しかし男には多少なりとも、年の功がありました。
「なんだ? 男が悩むことなんざ、女のことしかありえねぇだろ? ぐだぐだ悩んでねぇで言ってみろ。俺がスパッと解決してやろうじゃねぇか」
尊大な物言いに少年は怒るよりも呆れましたが、同時にこうも思うのでした。
女で悩んでいることは、ズバリ当てられてしまいました。まだ純粋な心を持つ少年は、そこに驚きと感心を覚えずにはいられません。
悔しくても、凄い、さすがは大人だと、心のどこかで感じずにはいられなかったのです。真面目風な少年は反発よりも、素直な心持でそれを認めました。
近寄り難い雰囲気の男が、実の兄のように親し気に接していることも、心を開く一因になっているのでしょう。
それに独りでは解決できそうにない悩み、そしてほかに相談相手もないのです。的確な助言が得られなければ、その程度の男と少しは言い返すことができるでしょうし、万が一にも得心のいく回答が得られるなら、それはそれで良いのです。
気恥ずかしさを除けば、これは悩みを解決できるチャンスとも思えました。少年は悩む事に疲れてもいたのです。

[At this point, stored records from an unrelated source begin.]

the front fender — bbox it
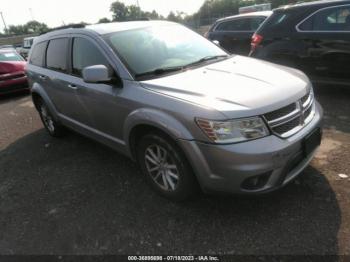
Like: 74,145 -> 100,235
124,108 -> 193,152
31,83 -> 59,121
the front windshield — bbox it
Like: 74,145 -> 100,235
106,24 -> 227,75
0,52 -> 24,62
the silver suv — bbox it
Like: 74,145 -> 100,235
27,21 -> 322,200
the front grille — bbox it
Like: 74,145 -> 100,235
264,91 -> 315,138
273,117 -> 300,134
265,103 -> 296,121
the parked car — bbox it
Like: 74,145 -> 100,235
206,11 -> 272,55
27,21 -> 322,200
0,48 -> 28,95
20,37 -> 36,59
250,0 -> 350,85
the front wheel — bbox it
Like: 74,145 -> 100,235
38,99 -> 66,137
137,134 -> 197,201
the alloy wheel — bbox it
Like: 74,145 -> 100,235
145,145 -> 179,191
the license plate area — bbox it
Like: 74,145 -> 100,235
303,128 -> 322,156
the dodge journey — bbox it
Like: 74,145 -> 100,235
27,21 -> 322,200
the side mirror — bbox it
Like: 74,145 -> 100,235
82,65 -> 112,83
212,40 -> 220,46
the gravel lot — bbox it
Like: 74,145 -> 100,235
0,86 -> 350,255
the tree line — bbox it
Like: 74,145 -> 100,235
1,0 -> 316,35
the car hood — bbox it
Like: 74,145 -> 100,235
0,61 -> 26,74
141,56 -> 311,117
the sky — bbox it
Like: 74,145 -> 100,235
0,0 -> 204,31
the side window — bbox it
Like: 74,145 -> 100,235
215,18 -> 251,32
72,37 -> 110,76
29,42 -> 47,67
250,16 -> 266,31
46,38 -> 68,72
299,6 -> 350,31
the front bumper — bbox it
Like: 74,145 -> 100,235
180,102 -> 323,194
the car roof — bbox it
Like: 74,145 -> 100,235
85,20 -> 177,35
216,11 -> 273,22
275,0 -> 350,11
35,20 -> 177,43
0,48 -> 16,53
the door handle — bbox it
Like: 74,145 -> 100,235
68,84 -> 79,90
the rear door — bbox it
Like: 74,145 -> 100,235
211,16 -> 266,55
43,37 -> 90,125
296,5 -> 350,83
70,35 -> 129,141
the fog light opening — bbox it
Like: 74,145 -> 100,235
242,172 -> 271,190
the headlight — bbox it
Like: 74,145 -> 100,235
196,117 -> 269,144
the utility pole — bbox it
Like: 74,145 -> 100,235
136,0 -> 141,18
29,8 -> 34,21
0,12 -> 7,34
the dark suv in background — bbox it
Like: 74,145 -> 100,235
206,11 -> 272,55
250,0 -> 350,85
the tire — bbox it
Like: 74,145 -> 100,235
137,134 -> 198,201
37,96 -> 66,137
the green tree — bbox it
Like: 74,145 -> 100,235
24,20 -> 49,34
6,21 -> 49,35
110,1 -> 129,21
167,11 -> 185,23
97,17 -> 111,24
110,1 -> 163,21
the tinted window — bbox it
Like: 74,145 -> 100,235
263,11 -> 293,31
250,16 -> 266,31
0,51 -> 24,62
29,42 -> 47,66
299,6 -> 350,31
46,38 -> 68,72
215,18 -> 251,31
72,38 -> 110,76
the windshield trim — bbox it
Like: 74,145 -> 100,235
101,25 -> 228,81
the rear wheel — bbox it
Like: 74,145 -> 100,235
38,99 -> 66,137
137,134 -> 197,201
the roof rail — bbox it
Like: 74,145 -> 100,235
40,24 -> 86,35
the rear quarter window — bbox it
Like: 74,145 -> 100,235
258,11 -> 292,32
29,42 -> 47,67
46,38 -> 68,72
297,5 -> 350,32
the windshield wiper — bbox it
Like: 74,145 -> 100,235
135,66 -> 184,78
185,55 -> 229,67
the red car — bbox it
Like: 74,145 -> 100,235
0,48 -> 29,95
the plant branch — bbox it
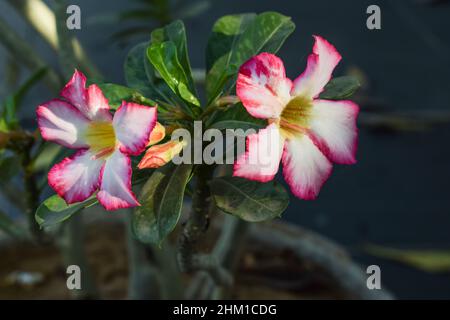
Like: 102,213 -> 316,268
186,215 -> 249,299
55,0 -> 98,298
177,166 -> 233,287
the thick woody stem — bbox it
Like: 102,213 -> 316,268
177,166 -> 212,273
177,166 -> 233,288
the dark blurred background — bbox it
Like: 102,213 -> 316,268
0,0 -> 450,298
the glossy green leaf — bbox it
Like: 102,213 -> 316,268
206,13 -> 256,72
98,83 -> 156,110
319,76 -> 361,100
147,41 -> 200,106
206,12 -> 295,102
0,67 -> 48,132
35,195 -> 98,227
365,245 -> 450,272
132,164 -> 192,244
210,177 -> 289,222
124,41 -> 179,103
151,20 -> 197,95
0,154 -> 21,183
0,212 -> 27,239
124,42 -> 153,96
208,103 -> 267,130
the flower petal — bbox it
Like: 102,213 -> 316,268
36,99 -> 89,149
86,84 -> 112,121
291,36 -> 341,98
236,52 -> 292,119
61,69 -> 89,118
310,100 -> 359,164
233,123 -> 284,182
138,140 -> 186,169
97,150 -> 139,210
147,122 -> 166,146
48,150 -> 104,204
282,135 -> 332,200
113,101 -> 156,155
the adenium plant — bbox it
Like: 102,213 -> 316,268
36,12 -> 358,271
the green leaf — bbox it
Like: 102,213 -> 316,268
35,194 -> 98,227
206,13 -> 256,72
0,154 -> 21,183
365,245 -> 450,272
210,103 -> 267,130
319,76 -> 361,100
0,212 -> 27,239
98,83 -> 156,110
206,12 -> 295,103
210,177 -> 289,222
151,20 -> 197,95
124,42 -> 153,96
124,41 -> 179,103
132,164 -> 192,244
0,67 -> 48,132
147,41 -> 200,106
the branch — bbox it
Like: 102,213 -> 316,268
186,215 -> 249,300
177,166 -> 236,288
55,0 -> 98,299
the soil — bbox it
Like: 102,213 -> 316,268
0,222 -> 345,299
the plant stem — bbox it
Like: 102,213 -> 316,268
126,210 -> 162,300
177,166 -> 213,273
54,0 -> 98,298
22,140 -> 44,242
177,166 -> 232,287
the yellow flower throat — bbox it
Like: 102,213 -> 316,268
85,122 -> 116,159
278,97 -> 312,139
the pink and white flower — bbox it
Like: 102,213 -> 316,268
37,70 -> 156,210
234,36 -> 359,200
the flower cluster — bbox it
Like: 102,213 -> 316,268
37,36 -> 359,210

「いいから言ってみろ。誰にもしゃべったりしねぇからよ」
面白がっていることが丸分かりでしたが、少年にとっては藁にも縋る思いです。不幸にもそんな気持ちが込み上げてしまいました。
しかし、見ようによっては孤独を感じていた少年に差し伸べられる手です。見方を変えれば美しい友情と思えなくもありません。
「……じ、実は、その」
そしてついに委員長っぽい男子は恋の相談をしてしまうのでした。とんでもない相手に。